Objective: To assess the affordability by workers of drugs used for treatment of chronic diseases, as well as the availability of the reference, similar, or generic forms of these drugs in the public health care system. Methods: We employed the methodology recommended by the World Health Organization (WHO) and Health Action International (HAI) for the standardized collection of information on selling prices in the private sector and availability in the public health care system of drugs in six cities in the state of Rio Grande do Sul, Brazil. Data were collected from November 2008 to January 2009. Affordability was estimated as the number of salary days required for a worker receiving the national minimum wage to buy, in a private pharmacy, the amount of medication required for one month of treatment. Availability was assessed by the presence of these drugs in public health care system facilities. Results: Twenty-two public facilities and 30 private pharmacies were studied. Of 21 drugs used for the treatment of seven chronic disorders, only nine were available free of charge in the six cities. Mean availability ranged from 83.3% (São Leopoldo) to 97.6% (Caxias do Sul). Affordability ranged from 0.4 to 10.5 salary days for reference drugs, 0.2 to 8.4 salary days for similar drugs, and 0.3 to 3.8 salary days for generic drugs. Conclusions: The overall availability of the drugs surveyed was higher than the 80% recommended by WHO. However, some treatments were not available, or had limited availability in the public system. Concerning affordability, the number of salary days required to buy these drugs may affect the continuation of drug treatments for chronic diseases.

Thume E.,Federal University of Pelotas | Facchini L.A.,Programa de Pos graduacao em Epidemiologia | Tomasi E.,Catholic University of Pelotas | Vieira L.A.S.,University of the Region of Campanha
Revista de Saude Publica | Year: 2010

Objective: To assess factors associated with home health care for the elderly and its characteristics based on different care models, the Family Health Strategy and traditional primary care.
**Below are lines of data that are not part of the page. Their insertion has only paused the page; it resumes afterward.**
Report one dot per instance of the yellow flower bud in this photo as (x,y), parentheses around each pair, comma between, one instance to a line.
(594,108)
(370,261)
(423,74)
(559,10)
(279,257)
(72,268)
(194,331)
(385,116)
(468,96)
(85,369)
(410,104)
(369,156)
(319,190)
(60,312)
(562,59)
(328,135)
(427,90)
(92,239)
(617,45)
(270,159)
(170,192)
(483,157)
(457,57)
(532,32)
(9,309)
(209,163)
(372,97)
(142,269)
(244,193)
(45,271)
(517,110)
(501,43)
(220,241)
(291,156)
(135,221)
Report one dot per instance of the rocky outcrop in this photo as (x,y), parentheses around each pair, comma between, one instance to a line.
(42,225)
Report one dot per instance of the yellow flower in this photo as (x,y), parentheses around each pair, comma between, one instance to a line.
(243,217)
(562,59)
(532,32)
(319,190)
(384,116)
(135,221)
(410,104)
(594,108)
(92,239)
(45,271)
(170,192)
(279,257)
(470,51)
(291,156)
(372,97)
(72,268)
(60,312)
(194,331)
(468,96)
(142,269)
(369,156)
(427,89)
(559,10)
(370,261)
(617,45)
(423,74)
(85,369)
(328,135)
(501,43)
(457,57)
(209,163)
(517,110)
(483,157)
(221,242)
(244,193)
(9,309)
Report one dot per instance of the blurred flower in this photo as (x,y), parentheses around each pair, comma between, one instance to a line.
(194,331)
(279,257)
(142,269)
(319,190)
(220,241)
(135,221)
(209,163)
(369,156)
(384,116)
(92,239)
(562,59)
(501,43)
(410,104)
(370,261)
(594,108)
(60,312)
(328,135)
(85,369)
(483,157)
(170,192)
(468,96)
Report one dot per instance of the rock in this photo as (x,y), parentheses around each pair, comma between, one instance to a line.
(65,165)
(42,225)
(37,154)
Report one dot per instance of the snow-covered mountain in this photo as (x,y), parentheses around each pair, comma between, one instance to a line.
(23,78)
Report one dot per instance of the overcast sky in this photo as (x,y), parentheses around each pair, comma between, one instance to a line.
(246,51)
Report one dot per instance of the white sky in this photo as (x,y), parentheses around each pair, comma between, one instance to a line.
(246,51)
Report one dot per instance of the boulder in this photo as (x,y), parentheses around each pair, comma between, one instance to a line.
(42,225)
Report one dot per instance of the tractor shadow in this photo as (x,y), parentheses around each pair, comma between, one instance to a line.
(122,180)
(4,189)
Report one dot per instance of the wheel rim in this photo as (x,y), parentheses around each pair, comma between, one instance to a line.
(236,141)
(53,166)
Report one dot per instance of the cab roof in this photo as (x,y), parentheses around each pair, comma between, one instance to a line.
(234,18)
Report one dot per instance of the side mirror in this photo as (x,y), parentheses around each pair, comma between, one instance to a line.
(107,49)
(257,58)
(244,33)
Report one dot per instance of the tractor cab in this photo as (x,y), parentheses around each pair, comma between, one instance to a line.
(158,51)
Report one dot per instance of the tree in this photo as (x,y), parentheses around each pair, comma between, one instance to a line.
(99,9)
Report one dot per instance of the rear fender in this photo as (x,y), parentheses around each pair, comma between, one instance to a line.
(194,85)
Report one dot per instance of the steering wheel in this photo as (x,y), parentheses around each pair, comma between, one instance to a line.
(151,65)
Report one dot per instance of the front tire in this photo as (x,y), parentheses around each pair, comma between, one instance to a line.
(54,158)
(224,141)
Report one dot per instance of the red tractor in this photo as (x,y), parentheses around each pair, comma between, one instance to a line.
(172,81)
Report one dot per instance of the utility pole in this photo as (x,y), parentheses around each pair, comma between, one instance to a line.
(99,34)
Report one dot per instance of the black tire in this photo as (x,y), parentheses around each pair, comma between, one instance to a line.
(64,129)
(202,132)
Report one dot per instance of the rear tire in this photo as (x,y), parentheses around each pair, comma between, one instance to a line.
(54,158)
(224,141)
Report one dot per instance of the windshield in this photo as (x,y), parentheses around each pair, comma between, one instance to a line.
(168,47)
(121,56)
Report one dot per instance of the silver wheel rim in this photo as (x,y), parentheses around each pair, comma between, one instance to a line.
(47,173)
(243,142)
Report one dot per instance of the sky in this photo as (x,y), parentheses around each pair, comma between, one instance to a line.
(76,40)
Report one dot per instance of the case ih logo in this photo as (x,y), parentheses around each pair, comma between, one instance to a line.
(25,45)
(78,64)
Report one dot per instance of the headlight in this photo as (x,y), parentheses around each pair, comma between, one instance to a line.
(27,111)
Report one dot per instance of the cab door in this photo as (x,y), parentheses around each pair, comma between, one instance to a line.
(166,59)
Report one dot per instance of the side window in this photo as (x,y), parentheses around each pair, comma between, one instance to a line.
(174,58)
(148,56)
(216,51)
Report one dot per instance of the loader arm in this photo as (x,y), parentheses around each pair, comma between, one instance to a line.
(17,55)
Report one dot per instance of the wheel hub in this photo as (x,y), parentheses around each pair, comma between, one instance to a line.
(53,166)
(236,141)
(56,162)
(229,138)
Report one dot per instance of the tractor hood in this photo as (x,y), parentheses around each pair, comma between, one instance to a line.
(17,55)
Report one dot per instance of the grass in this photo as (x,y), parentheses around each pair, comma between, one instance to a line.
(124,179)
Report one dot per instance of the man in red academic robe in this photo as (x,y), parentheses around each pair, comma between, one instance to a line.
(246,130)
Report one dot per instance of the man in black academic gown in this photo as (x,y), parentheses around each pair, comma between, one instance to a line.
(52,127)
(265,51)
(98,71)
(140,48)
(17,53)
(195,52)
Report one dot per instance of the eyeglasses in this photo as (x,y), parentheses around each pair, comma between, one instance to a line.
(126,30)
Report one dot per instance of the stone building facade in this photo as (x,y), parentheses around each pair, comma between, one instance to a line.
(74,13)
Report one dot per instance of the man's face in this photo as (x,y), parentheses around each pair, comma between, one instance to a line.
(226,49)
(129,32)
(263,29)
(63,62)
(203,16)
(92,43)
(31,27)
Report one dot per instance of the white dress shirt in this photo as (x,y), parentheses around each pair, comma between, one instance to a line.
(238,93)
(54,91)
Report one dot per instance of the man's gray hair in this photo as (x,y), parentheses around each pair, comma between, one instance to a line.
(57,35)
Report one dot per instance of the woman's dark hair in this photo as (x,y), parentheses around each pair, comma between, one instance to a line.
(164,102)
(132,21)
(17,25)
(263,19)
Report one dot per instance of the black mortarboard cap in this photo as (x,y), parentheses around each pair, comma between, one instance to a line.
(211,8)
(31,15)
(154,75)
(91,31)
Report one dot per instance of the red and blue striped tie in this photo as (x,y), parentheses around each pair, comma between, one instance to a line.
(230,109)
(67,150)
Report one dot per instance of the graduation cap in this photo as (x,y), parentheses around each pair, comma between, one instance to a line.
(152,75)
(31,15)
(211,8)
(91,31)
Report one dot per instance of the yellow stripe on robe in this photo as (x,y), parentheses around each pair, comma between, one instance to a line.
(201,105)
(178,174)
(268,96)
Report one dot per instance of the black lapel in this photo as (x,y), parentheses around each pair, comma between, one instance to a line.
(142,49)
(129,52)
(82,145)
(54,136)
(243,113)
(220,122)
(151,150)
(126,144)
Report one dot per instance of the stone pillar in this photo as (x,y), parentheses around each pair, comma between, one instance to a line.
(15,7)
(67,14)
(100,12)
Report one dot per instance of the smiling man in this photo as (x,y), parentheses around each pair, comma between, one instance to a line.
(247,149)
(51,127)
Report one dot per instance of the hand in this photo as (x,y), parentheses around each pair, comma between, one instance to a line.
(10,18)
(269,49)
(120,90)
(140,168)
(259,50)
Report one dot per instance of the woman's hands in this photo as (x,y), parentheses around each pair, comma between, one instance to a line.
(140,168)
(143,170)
Methods: A population-based cross-sectional study was conducted in a representative sample of 1,593 individuals aged ≥60 years living in the urban area of the city of Bagé, Southern Brazil, in 2008. A multistage sampling was carried out. Data was collected during individual interviews about access to services, providers' involvement, users' satisfaction and health status after care. Poisson regression model was used for estimating crude and adjusted prevalence ratios, their related 95% confidence intervals and p-values (Wald test). Results: Home health care was statistically associated with prior history of stroke, signs of dementia and disability in activities of daily living. The family was requested 75% of home care visits. Medical doctors provided most of the care in traditional primary care settings while nursing staff provided most care within the Family Health Strategy. Approximately 78% of the elderly received care within 24 hours after the request and 95% of them positively evaluated the care received. Two thirds of the elderly reported improved health status. Conclusions: The variables associated with home health care were consistent with fragility indicators included in the Brazilian National Health Policy for the Elderly, reinforcing the role of this strategy for promoting equitable health care to elderly population. Users' satisfaction and the positive impact on their health status confirm home as a setting for providing care.